1. ¹Biometric Research Branch, Division of Cancer Treatment & Diagnosis, National Cancer Institute, Bethesda, MD, USA
2. ²Office of Biostatistics, Office of Pharmacoepidemiology and Statistical Science, Center for Drug Evaluation & Research, U.S. Food and Drug Administration, Rockville, MD, USA

Correspondence: Dr R Simon, Biometric Research Branch, Division of Cancer Treatment & Diagnosis, National Cancer Institute, NIH, MSC 7434, 9000 Rockville Pike, Bethesda, MD 20892-7434, USA. E-mail: rsimon@nih.gov

³Both authors contributed equally to this manuscript.

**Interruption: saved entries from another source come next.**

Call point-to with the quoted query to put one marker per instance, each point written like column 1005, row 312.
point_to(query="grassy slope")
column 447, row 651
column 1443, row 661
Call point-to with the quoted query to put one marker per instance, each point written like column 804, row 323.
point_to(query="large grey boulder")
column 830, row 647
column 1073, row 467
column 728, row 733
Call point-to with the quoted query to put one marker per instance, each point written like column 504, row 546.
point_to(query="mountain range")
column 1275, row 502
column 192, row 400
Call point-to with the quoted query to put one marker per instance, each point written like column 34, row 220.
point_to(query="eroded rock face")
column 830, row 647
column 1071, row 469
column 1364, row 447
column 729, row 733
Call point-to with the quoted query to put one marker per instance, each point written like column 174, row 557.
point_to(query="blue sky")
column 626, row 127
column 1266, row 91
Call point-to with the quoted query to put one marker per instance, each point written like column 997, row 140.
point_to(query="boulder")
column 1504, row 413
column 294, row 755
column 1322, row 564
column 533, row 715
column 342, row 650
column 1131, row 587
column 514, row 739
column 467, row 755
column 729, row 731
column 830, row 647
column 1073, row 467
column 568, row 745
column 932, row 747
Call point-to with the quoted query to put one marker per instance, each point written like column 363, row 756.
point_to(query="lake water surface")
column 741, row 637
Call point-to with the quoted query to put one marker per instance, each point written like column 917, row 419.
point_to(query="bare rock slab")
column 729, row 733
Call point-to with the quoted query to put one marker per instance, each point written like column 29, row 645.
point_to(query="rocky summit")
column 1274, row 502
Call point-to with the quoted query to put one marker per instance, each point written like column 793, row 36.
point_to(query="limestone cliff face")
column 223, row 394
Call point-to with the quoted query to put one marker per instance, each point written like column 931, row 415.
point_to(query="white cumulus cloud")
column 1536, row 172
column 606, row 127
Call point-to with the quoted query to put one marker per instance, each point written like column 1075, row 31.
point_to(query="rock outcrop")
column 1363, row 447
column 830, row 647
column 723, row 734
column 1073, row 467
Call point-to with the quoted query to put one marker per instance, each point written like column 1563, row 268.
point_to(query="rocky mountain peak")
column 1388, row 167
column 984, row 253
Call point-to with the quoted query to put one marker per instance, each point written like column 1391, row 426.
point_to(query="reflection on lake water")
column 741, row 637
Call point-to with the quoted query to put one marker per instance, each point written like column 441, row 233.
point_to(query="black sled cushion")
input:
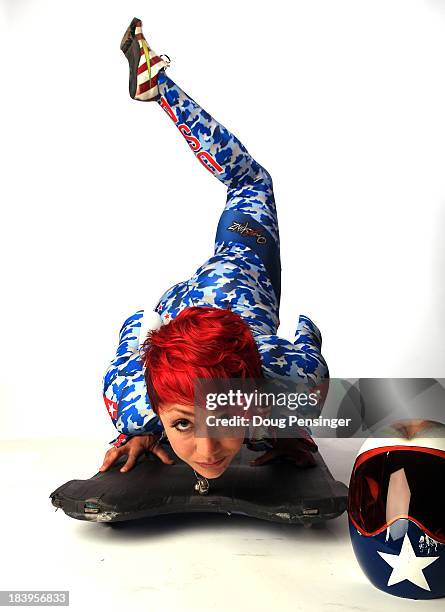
column 278, row 491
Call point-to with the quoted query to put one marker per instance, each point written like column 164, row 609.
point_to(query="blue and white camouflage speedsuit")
column 243, row 274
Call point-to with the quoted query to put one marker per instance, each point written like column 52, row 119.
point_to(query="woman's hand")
column 133, row 448
column 297, row 450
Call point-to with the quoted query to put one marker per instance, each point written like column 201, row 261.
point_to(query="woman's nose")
column 206, row 449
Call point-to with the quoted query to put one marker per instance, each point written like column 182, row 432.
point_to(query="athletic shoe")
column 145, row 65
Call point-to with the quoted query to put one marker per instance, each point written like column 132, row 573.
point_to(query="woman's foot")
column 145, row 65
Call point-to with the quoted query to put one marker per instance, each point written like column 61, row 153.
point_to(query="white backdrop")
column 104, row 206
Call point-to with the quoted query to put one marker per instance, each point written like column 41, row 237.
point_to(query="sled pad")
column 278, row 491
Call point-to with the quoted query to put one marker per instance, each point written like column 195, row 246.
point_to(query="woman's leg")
column 249, row 216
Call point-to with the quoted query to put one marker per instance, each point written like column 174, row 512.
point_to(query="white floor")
column 210, row 563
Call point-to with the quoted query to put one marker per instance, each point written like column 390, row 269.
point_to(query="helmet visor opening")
column 404, row 482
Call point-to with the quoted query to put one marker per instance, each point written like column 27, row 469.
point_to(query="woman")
column 220, row 323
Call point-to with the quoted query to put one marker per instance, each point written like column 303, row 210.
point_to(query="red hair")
column 200, row 342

Received 4 May 2005; Revised 20 September 2005; Accepted 6 October 2005; Published online 17 January 2006.

Abstract

Pharmacogenomics is the science of determining how the benefits and adverse effects of a drug vary among a target population of patients based on genomic features of the patient's germ line and diseased tissue. By identifying those patients who are most likely to respond while eliminating serious adverse effects, the therapeutic index of a drug can be substantially increased. This may facilitate demonstrating the effectiveness of the drug and may avoid subsequent problems due to serious adverse events. Our objective here is to provide clinical trial designs and analysis strategies for the utilization of genomic signatures as classifiers for patient stratification or patient selection in therapeutics development. We review methods for the development of genomic signature classifiers of treatment outcome in high-dimensional settings, where the number of variables available for prediction far exceeds the number of cases. The split-sample and crossvalidation methods for obtaining estimates of prediction accuracy in developmental studies are described. We present clinical trial designs for utilizing genomic signature classifiers in therapeutics development. The purpose of the classifier is to facilitate the identification of groups of patients with a high probability of benefiting from it and avoiding serious adverse events. We distinguish exploratory analysis during the development of the genomic classifier from prospective planning and rigorous testing of therapeutic hypotheses in studies that utilize the genomic classifier in therapeutics development. We discuss a variety of clinical trial designs including those utilizing specimen collection and assay prospectively for newly accrued patients and those involving a prospectively planned analysis of archived specimens from a previously conducted clinical trial. Our discussion of the development and use of classifiers of efficacy is mostly focused on applications in oncology using classifiers based on biomarkers measured in tumors. Some of the same considerations apply, however, to development of efficacy and safety classifiers in nononcologic diseases based on single-nucleotide germline polymorphisms.